Chief Justice: No Agreement Yet On School Funding

CLEVELAND (AP) - The Ohio Supreme Court remains deadlocked on the state's 11-year-old school-funding lawsuit, Chief Justice Thomas Moyer said.

If the court can't resolve the impasse by January, attorneys may have to reargue the case, Moyer told The Plain Dealer for a story Friday.

After delivering his annual state-of-the-judiciary speech to Ohio judges Thursday, Moyer said the court has been unable to reach a consensus.

The seven-member court had made three rulings in the 1991 lawsuit. It twice declared the school-funding system unconstitutional and ordered an overhaul.

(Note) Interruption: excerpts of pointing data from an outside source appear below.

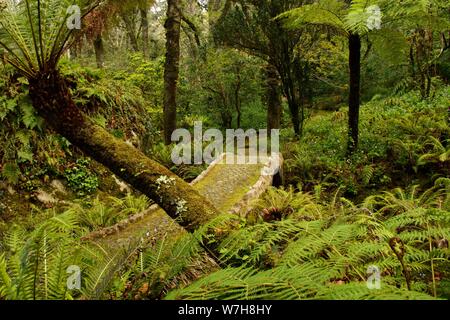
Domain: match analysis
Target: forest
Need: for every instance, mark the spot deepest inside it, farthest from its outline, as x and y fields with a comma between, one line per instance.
x=224, y=150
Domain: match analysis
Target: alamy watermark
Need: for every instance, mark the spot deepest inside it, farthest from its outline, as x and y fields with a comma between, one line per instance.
x=374, y=279
x=74, y=20
x=375, y=17
x=74, y=278
x=249, y=147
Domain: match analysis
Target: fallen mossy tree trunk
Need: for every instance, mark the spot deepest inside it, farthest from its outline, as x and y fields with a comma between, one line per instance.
x=52, y=99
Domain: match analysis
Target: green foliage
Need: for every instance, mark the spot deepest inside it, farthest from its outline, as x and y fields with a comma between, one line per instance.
x=34, y=33
x=328, y=258
x=80, y=179
x=402, y=134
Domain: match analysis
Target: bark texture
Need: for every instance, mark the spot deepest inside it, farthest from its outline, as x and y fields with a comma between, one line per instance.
x=273, y=98
x=52, y=99
x=171, y=68
x=99, y=51
x=355, y=90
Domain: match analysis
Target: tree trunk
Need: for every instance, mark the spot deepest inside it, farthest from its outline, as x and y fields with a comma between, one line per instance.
x=99, y=51
x=131, y=33
x=273, y=98
x=237, y=98
x=171, y=68
x=145, y=31
x=355, y=88
x=52, y=99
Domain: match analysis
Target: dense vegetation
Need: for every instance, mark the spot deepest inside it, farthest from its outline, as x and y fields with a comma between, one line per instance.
x=86, y=118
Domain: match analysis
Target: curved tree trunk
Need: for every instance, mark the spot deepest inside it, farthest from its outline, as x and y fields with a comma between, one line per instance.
x=273, y=98
x=171, y=68
x=355, y=88
x=52, y=100
x=145, y=31
x=99, y=51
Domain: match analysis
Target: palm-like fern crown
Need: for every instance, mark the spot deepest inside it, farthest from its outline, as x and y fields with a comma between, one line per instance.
x=34, y=34
x=352, y=16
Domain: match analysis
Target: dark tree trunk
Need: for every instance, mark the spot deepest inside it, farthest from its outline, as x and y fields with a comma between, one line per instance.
x=273, y=98
x=99, y=51
x=237, y=98
x=52, y=99
x=131, y=32
x=145, y=31
x=171, y=68
x=355, y=88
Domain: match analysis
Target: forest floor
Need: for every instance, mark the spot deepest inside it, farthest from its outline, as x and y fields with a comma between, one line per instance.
x=224, y=185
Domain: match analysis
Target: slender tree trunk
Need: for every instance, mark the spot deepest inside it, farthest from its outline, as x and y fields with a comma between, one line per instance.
x=131, y=33
x=145, y=31
x=273, y=98
x=355, y=88
x=171, y=68
x=237, y=98
x=99, y=51
x=52, y=99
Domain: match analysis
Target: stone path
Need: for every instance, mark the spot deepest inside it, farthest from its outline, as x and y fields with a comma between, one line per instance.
x=225, y=185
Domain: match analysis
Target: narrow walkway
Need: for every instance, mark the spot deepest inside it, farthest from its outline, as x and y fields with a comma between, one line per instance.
x=224, y=185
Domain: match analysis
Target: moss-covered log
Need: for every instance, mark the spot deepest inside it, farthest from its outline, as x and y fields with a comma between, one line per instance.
x=52, y=99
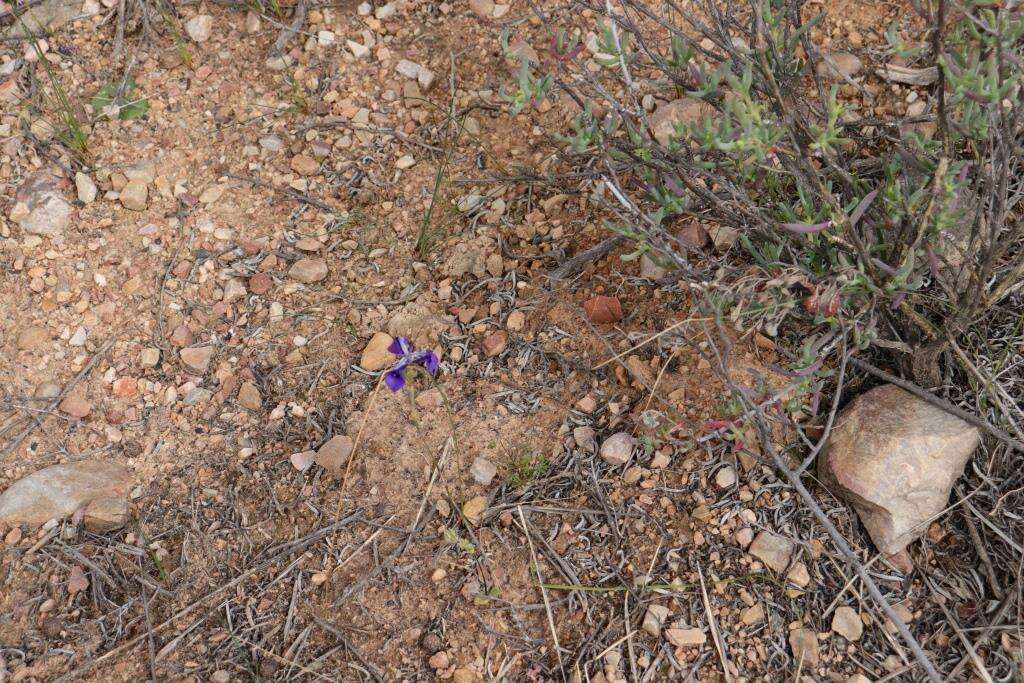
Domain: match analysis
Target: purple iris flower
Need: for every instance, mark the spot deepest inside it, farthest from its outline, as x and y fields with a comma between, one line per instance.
x=408, y=355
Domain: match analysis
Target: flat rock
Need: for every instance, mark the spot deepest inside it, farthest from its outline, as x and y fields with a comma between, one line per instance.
x=773, y=550
x=45, y=210
x=197, y=358
x=249, y=396
x=134, y=196
x=496, y=342
x=235, y=289
x=473, y=508
x=482, y=8
x=895, y=458
x=308, y=270
x=96, y=487
x=304, y=165
x=846, y=622
x=333, y=456
x=840, y=66
x=677, y=114
x=75, y=406
x=32, y=337
x=617, y=449
x=804, y=644
x=375, y=355
x=654, y=619
x=685, y=637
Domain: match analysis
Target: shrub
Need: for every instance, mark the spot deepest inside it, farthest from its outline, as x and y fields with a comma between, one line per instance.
x=905, y=227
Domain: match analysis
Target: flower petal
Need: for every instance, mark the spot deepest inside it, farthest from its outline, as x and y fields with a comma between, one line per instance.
x=395, y=346
x=430, y=363
x=395, y=379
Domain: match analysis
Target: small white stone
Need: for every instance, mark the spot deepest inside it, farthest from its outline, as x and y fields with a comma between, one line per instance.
x=725, y=477
x=482, y=470
x=199, y=28
x=86, y=187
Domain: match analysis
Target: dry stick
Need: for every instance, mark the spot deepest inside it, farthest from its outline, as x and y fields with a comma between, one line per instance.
x=544, y=591
x=299, y=197
x=53, y=403
x=578, y=262
x=842, y=545
x=986, y=634
x=719, y=645
x=288, y=32
x=288, y=549
x=979, y=666
x=650, y=339
x=940, y=402
x=280, y=659
x=358, y=439
x=979, y=546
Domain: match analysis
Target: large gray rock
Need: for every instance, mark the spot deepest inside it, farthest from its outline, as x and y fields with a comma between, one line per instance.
x=895, y=458
x=96, y=487
x=48, y=212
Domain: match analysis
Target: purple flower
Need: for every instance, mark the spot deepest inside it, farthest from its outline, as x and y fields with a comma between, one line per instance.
x=408, y=355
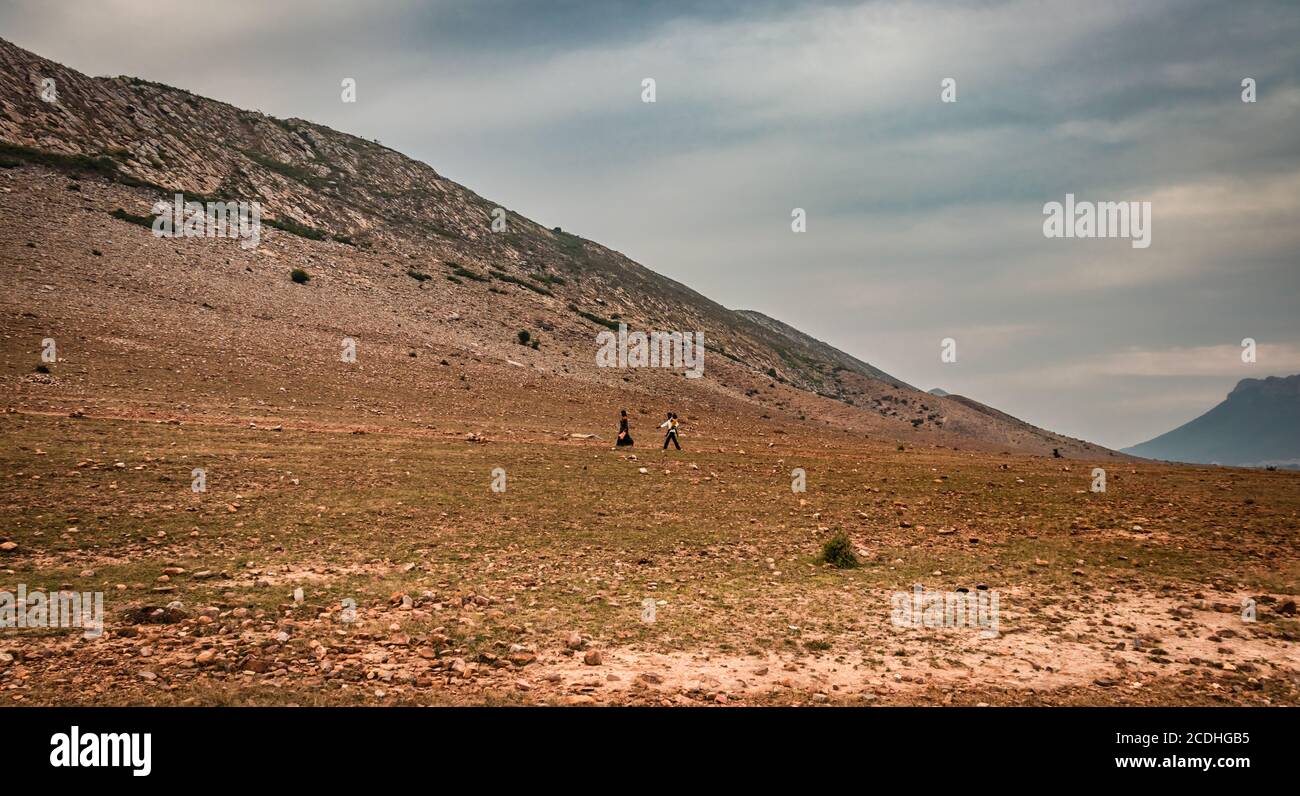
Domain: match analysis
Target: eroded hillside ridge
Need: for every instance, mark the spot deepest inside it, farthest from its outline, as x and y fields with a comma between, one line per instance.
x=358, y=199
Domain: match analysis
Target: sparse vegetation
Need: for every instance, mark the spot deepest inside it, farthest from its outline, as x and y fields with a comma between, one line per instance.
x=460, y=271
x=837, y=552
x=596, y=319
x=506, y=277
x=146, y=221
x=295, y=228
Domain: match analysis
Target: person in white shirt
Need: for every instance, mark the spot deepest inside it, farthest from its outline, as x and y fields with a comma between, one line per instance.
x=671, y=424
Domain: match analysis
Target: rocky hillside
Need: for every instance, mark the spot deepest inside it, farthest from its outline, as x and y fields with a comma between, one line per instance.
x=395, y=252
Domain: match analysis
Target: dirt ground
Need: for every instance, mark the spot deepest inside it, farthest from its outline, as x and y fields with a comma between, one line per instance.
x=534, y=595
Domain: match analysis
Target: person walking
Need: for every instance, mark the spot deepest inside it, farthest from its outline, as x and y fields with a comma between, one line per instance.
x=671, y=424
x=624, y=435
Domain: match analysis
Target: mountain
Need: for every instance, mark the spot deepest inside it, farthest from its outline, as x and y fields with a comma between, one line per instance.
x=1257, y=424
x=399, y=259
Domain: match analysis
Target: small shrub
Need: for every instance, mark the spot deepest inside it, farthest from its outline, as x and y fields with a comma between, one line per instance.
x=837, y=552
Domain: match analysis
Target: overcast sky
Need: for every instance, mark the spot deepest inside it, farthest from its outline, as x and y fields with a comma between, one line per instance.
x=924, y=219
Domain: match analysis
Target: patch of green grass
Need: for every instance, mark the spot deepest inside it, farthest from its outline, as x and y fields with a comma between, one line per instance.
x=837, y=552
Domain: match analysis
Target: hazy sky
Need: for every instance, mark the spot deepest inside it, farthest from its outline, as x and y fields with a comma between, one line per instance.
x=924, y=219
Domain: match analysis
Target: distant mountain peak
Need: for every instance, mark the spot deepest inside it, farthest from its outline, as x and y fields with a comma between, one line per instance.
x=1256, y=424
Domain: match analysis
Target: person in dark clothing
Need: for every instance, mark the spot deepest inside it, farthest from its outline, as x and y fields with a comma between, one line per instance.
x=671, y=424
x=624, y=435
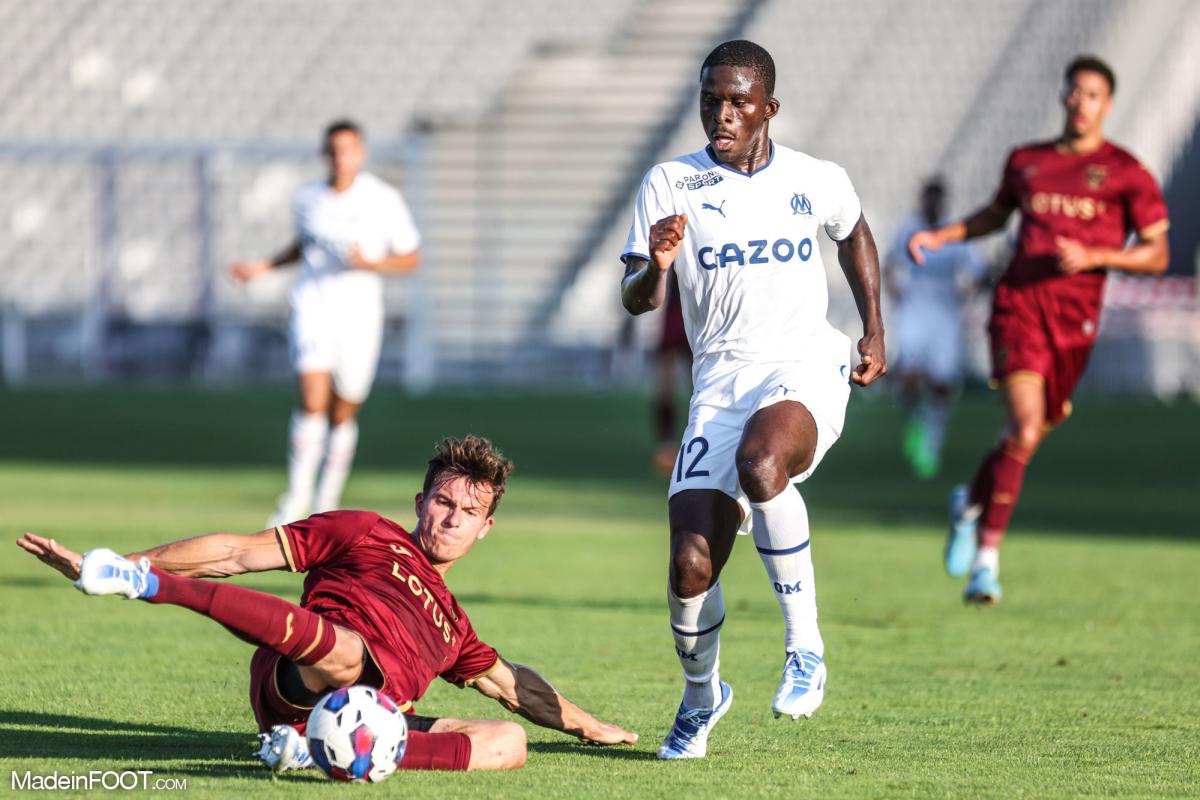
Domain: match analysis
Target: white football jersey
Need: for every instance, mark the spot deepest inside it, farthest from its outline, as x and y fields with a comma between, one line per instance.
x=750, y=274
x=371, y=215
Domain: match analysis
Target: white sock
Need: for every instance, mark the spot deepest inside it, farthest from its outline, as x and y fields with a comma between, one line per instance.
x=306, y=445
x=781, y=535
x=343, y=440
x=696, y=626
x=987, y=558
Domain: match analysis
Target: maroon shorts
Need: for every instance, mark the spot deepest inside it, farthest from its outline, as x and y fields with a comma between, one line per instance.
x=1024, y=349
x=270, y=708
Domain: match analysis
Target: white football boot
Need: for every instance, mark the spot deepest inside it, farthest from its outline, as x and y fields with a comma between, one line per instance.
x=283, y=749
x=105, y=572
x=802, y=685
x=688, y=737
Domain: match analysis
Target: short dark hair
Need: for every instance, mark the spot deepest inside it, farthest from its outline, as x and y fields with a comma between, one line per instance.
x=474, y=458
x=741, y=53
x=341, y=126
x=934, y=184
x=1091, y=64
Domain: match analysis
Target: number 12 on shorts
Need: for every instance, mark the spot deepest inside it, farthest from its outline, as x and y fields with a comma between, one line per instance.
x=691, y=452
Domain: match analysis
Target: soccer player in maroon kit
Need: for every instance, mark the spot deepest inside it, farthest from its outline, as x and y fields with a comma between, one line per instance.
x=1080, y=198
x=375, y=611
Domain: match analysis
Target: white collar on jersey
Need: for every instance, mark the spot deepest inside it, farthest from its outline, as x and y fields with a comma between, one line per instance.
x=712, y=157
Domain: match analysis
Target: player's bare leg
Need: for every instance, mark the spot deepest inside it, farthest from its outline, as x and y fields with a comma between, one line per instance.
x=779, y=443
x=495, y=744
x=340, y=449
x=307, y=437
x=997, y=483
x=703, y=527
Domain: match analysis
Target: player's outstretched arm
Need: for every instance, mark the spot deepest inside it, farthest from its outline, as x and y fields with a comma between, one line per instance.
x=219, y=555
x=861, y=262
x=397, y=263
x=645, y=286
x=214, y=555
x=523, y=691
x=244, y=271
x=1149, y=256
x=981, y=223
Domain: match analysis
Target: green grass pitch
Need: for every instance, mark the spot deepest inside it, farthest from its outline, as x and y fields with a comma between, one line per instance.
x=1084, y=683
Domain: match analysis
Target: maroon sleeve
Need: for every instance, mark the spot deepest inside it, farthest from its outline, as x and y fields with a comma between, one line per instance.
x=311, y=542
x=475, y=659
x=1008, y=196
x=1145, y=206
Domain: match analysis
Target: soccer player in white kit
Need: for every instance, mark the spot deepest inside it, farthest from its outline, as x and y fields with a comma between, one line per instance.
x=351, y=229
x=927, y=322
x=739, y=221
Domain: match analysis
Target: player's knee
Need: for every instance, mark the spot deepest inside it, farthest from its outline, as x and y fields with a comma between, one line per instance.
x=762, y=474
x=691, y=571
x=515, y=745
x=1026, y=437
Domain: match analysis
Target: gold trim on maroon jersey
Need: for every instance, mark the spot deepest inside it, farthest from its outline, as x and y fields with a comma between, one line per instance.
x=1152, y=230
x=287, y=548
x=1024, y=376
x=474, y=679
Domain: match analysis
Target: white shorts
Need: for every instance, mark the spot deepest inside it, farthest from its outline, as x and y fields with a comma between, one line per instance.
x=730, y=391
x=340, y=340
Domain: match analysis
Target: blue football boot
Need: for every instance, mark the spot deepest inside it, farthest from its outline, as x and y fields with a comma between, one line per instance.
x=689, y=734
x=960, y=542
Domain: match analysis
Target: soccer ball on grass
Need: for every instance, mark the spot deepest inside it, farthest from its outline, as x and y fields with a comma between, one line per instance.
x=357, y=734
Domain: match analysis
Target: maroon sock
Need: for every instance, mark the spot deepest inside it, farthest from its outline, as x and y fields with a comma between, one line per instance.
x=999, y=487
x=255, y=617
x=436, y=751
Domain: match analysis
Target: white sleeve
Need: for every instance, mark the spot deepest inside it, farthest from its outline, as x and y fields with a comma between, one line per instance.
x=402, y=234
x=841, y=208
x=653, y=203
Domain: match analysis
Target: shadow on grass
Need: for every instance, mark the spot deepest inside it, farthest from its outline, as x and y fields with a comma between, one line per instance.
x=469, y=599
x=33, y=734
x=1116, y=469
x=579, y=749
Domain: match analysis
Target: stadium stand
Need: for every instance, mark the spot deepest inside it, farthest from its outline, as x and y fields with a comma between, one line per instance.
x=145, y=143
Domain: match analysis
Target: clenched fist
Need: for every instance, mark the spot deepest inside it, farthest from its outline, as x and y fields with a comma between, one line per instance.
x=666, y=236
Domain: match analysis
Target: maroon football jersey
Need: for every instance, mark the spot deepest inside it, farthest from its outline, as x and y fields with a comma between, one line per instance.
x=365, y=572
x=1097, y=199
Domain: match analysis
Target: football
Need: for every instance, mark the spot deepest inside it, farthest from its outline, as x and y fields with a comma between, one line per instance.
x=357, y=734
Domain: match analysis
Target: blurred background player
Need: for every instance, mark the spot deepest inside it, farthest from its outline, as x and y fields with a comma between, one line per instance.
x=351, y=228
x=673, y=361
x=928, y=328
x=1086, y=206
x=772, y=377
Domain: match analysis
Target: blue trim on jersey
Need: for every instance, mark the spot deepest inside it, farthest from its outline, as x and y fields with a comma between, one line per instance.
x=789, y=551
x=707, y=630
x=712, y=156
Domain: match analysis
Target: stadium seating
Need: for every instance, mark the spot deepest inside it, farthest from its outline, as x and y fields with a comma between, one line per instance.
x=145, y=143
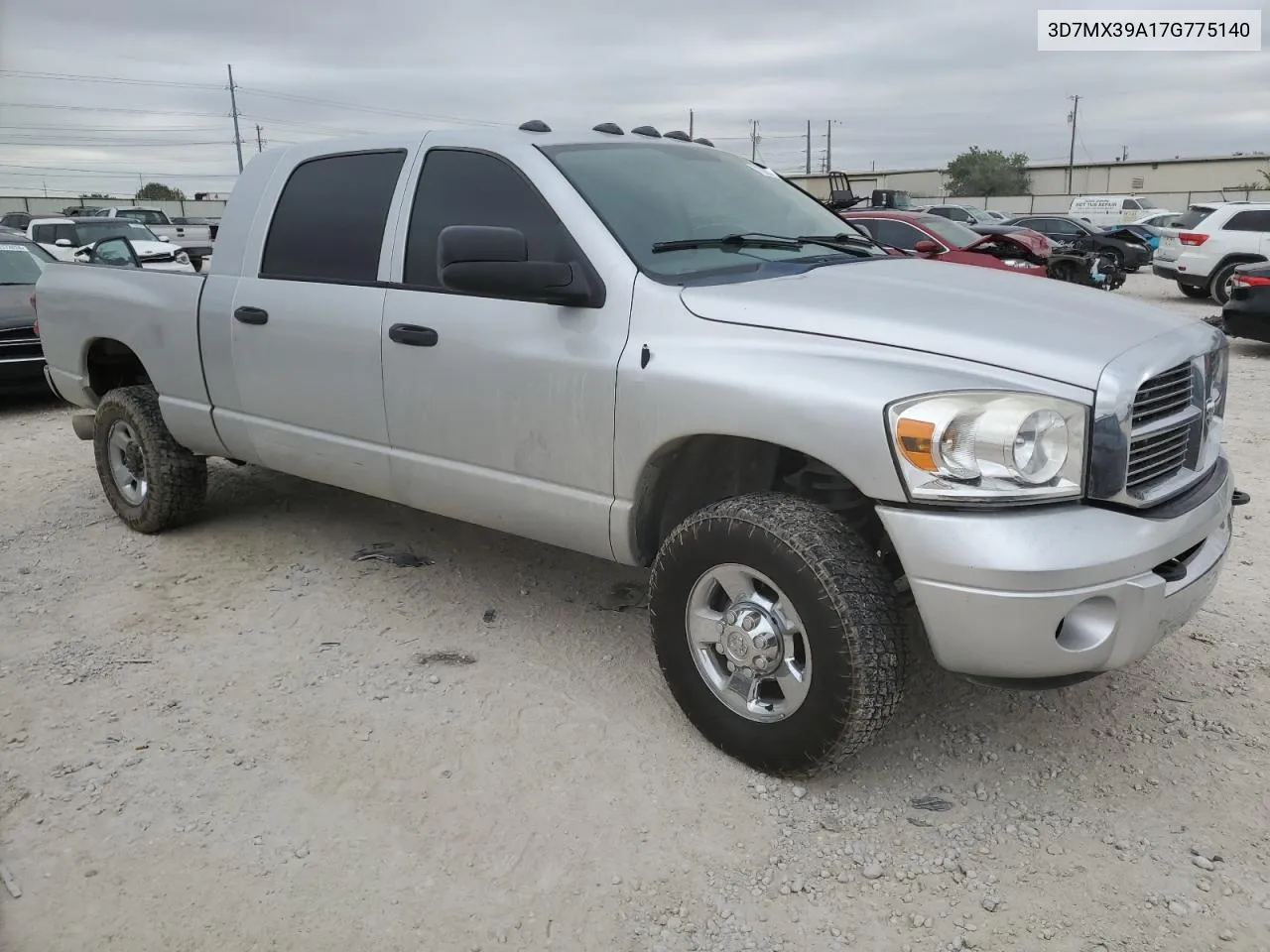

Ohio relies on local property taxes and state funding to pay for education.

In a third decision a year ago, the court ruled 4-3 that the system would be constitutional if the state spent more money on it.

After estimates of that spending hit $1.2 billion annually, the state asked the court to reconsider. The court agreed. A mediation attempt died in March.

Two court seats are being contested in the Nov. 5 election. A new judge will be elected to replace retiring Justice Andy Douglas. Current Justice Evelyn Lundberg Stratton is fighting to keep her seat.

If the deadlock remains unbroken, a majority on the new court could ask attorneys to reargue the case. Otherwise, any new justice would be asked to review all legal documents and the court would vote again, Moyer said.

"Traditionally, we give lawyers the option if we can't get to a resolution," Moyer said. "I hope we do not have to get there."

William Phillis, executive director for the coalition of school districts suing the state, said a decision had been expected soon after the settlement talks collapsed. Now, no one believes a ruling will be issued before the election, he said.